Wikipedia has captured this moment as well, but trust me, it’s definitely cooler in person:
Likewise, I find it very adorable to watch the workers come back to the hive with their pollen sacs full of bright yellow pollen. It looks like they are carrying little saddlebags on their back legs. As you have the hive open, you can watch them fly in and go right to work.

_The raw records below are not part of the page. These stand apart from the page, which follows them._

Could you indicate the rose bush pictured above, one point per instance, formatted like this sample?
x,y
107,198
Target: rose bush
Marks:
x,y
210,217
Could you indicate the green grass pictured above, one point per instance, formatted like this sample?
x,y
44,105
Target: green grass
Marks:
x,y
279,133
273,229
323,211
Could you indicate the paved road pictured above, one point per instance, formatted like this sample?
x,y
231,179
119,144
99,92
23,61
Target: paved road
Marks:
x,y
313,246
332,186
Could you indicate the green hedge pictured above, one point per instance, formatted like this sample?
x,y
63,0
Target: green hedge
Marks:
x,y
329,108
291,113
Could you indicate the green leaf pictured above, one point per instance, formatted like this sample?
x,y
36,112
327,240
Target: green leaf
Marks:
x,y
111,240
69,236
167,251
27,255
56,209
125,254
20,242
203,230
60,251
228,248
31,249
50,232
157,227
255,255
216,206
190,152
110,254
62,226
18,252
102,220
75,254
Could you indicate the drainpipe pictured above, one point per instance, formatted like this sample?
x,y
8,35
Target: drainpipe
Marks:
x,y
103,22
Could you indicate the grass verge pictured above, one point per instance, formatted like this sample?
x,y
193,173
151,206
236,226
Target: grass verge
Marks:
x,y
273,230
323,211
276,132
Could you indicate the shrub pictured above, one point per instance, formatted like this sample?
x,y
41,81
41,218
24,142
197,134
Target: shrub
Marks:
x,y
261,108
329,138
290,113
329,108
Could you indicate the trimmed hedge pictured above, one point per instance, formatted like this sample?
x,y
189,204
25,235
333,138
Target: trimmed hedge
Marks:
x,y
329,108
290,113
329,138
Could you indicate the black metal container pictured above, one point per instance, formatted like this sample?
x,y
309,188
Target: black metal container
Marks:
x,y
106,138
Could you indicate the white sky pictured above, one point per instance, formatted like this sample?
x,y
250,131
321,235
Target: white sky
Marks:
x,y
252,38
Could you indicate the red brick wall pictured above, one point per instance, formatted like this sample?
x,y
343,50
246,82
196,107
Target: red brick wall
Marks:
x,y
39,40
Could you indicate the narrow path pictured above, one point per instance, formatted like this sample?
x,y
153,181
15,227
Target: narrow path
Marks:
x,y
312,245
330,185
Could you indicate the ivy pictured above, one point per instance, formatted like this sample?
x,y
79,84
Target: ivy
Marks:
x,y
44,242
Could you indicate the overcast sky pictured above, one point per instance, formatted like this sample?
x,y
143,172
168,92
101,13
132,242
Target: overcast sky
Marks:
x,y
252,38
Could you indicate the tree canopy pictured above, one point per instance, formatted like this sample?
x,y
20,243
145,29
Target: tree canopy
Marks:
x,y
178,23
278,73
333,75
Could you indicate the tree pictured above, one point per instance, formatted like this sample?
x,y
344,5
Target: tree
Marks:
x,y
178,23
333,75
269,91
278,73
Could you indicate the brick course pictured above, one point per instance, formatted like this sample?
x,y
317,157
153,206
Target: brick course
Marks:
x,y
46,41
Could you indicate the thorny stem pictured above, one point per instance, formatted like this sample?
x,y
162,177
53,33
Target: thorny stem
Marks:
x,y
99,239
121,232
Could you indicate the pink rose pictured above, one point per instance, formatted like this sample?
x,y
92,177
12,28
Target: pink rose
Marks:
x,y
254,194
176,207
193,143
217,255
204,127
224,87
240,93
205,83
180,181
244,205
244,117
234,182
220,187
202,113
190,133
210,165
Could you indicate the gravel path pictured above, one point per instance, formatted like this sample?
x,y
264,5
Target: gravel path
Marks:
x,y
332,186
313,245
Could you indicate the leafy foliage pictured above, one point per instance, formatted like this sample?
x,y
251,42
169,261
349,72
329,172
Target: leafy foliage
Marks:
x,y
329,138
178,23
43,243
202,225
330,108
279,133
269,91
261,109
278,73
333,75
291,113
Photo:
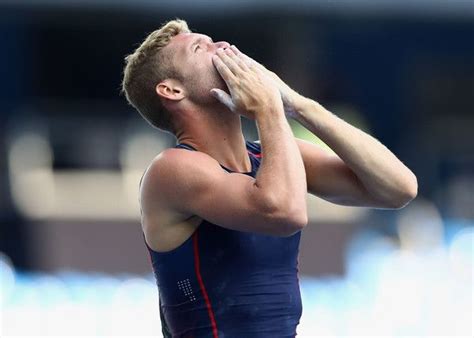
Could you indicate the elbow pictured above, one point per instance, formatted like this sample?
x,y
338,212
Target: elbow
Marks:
x,y
297,223
291,217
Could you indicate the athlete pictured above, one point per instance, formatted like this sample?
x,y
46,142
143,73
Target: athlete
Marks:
x,y
222,216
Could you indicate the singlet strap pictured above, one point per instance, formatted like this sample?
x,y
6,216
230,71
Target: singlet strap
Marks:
x,y
185,146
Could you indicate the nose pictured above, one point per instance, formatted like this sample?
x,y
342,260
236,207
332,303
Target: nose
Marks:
x,y
222,44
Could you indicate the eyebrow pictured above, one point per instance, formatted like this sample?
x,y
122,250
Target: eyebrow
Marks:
x,y
200,39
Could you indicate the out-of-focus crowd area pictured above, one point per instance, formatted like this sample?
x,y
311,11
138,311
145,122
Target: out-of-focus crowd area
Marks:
x,y
72,256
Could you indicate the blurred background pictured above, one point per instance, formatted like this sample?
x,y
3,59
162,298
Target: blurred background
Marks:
x,y
72,256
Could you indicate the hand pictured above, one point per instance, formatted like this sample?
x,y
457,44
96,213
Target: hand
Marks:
x,y
251,91
289,97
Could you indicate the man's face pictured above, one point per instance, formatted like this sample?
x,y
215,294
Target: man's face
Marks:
x,y
192,58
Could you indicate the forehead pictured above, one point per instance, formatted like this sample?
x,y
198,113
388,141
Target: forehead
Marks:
x,y
180,43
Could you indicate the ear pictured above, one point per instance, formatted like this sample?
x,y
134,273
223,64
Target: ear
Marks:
x,y
170,89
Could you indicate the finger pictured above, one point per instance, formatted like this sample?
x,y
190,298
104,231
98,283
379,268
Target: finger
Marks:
x,y
234,67
223,70
248,60
239,60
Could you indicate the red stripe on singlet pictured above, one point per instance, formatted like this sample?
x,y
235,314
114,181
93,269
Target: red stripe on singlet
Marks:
x,y
197,266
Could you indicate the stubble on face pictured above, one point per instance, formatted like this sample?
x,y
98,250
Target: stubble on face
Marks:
x,y
196,69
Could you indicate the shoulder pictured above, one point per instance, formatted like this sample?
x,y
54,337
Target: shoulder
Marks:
x,y
254,147
174,168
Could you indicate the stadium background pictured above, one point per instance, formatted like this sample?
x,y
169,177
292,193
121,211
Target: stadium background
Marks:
x,y
72,257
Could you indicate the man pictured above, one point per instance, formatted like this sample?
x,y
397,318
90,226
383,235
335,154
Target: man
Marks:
x,y
222,216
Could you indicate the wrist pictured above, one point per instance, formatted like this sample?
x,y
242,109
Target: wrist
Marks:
x,y
306,108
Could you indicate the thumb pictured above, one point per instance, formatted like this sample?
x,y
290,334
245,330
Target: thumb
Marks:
x,y
223,98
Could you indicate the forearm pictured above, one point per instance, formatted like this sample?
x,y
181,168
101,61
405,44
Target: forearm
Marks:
x,y
382,174
281,176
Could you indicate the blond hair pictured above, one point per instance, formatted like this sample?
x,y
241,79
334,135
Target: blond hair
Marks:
x,y
145,68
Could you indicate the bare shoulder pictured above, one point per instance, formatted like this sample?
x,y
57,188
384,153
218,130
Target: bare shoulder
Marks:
x,y
167,185
172,172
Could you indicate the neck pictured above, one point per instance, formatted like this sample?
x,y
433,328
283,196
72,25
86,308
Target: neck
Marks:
x,y
219,135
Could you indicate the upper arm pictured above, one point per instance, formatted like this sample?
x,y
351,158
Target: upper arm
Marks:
x,y
192,183
330,178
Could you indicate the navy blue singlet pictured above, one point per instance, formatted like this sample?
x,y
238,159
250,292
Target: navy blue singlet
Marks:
x,y
229,284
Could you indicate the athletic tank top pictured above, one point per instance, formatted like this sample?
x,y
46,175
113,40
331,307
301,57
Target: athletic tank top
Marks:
x,y
227,283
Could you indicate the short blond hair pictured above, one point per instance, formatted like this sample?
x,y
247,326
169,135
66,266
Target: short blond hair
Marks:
x,y
145,68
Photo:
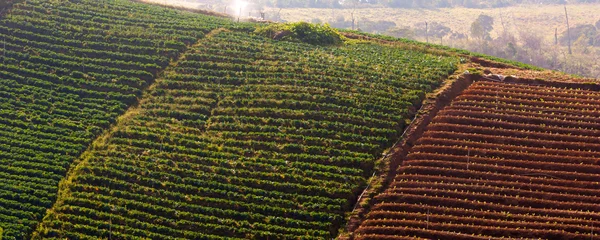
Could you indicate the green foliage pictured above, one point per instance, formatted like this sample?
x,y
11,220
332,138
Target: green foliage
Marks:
x,y
248,137
317,34
68,69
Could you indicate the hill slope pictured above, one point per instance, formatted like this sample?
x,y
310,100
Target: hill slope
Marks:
x,y
247,138
125,120
516,159
68,69
240,137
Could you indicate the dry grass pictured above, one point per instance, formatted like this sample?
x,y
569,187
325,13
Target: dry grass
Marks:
x,y
540,18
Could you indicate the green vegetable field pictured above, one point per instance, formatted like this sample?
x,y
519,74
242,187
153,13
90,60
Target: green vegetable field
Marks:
x,y
121,120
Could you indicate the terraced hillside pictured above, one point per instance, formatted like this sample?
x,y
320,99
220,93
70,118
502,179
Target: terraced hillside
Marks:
x,y
503,160
68,69
240,137
247,138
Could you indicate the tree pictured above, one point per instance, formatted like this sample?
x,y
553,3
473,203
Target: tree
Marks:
x,y
482,26
438,30
401,32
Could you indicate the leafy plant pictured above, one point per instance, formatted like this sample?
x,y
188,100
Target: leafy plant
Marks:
x,y
317,34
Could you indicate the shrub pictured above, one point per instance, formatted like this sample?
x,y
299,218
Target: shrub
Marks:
x,y
317,34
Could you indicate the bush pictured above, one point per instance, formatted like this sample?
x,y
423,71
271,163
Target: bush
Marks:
x,y
317,34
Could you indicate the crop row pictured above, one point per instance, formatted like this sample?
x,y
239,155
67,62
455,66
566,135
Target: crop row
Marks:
x,y
502,160
67,74
249,138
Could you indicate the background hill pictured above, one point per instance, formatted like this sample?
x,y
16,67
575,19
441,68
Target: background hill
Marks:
x,y
128,120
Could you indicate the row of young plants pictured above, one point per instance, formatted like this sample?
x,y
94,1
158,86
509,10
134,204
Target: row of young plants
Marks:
x,y
68,69
248,138
501,161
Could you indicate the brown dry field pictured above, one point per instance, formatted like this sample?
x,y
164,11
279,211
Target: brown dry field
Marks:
x,y
542,19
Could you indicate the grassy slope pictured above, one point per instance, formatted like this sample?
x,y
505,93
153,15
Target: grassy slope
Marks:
x,y
285,123
87,56
486,167
67,71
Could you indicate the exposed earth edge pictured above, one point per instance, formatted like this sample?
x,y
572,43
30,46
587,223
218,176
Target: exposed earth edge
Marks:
x,y
386,167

Another cool bee tidbit is that they kind of have “rush hour” at the hive. When the sun is first up and shining onto the hive, you’ll see a steady stream of bees exiting the hive. In fact, if you stand in this flight path, a bee will most certainly fly into your forehead (trust me, it will happen). Around dinner time, most of the workers are returning home from the hive and you’ll see a bottle up at the hive entrance from time to time. It’s like being on the freeway at 5:00. There will be many in the air, circling around, waiting for a clear place to land and a little jam up like this:
Visitation: When Bees Visit You
Our hives are in the back corner of our backyard and a couple are in our back field (about 2 acres in size). We have not noticed any increase in bee traffic (unless you are standing right in their flight path), but are definitely more aware now of what we are swatting at when we sit outside or have a BBQ. When things buzz around our heads we are always saying, “Is that one of ours?” before anyone starts swatting. Likewise, I’ve fished many struggling honeybees out of my son’s pool. My five-year-old even asks about different bugs he finds and always wants to know if it’s “one of our bees.” It’s given me a new appreciation for the pests that buzz around at picnics and it has made me less likely to swat or spray.
A story to end on….
The day we brought home our first nuc, we opened the back of the pickup truck and stared at this unassuming white box. We were having a “well, we’re in it now” kind of conversation when we saw little antennas poking through one of the air holds on the side. We watched and as the minutes ticked by antennas became little legs, then a head and eventually one bee worked itself out of the box. She flew up and around our heads and we joked, “Oh no, we lost one!” and my husband hoisted the box and carried it into the backyard. I followed behind and quickly realized that we had a third in tow. That little honeybee was flying about 2-3 feet above and behind my husband’s head, just kind of crisscrossing the air as he walked. When we reached the spot where we were going to set up the hive, he set the box down and that little bee landed right on top of it and waited. When we opened the lid, others flew out and they all melded together into one buzzing group in the air above us while we transferred the contents of the box into the hive. That moment was pretty cool and that was the probably the moment I fell in love with the little suckers.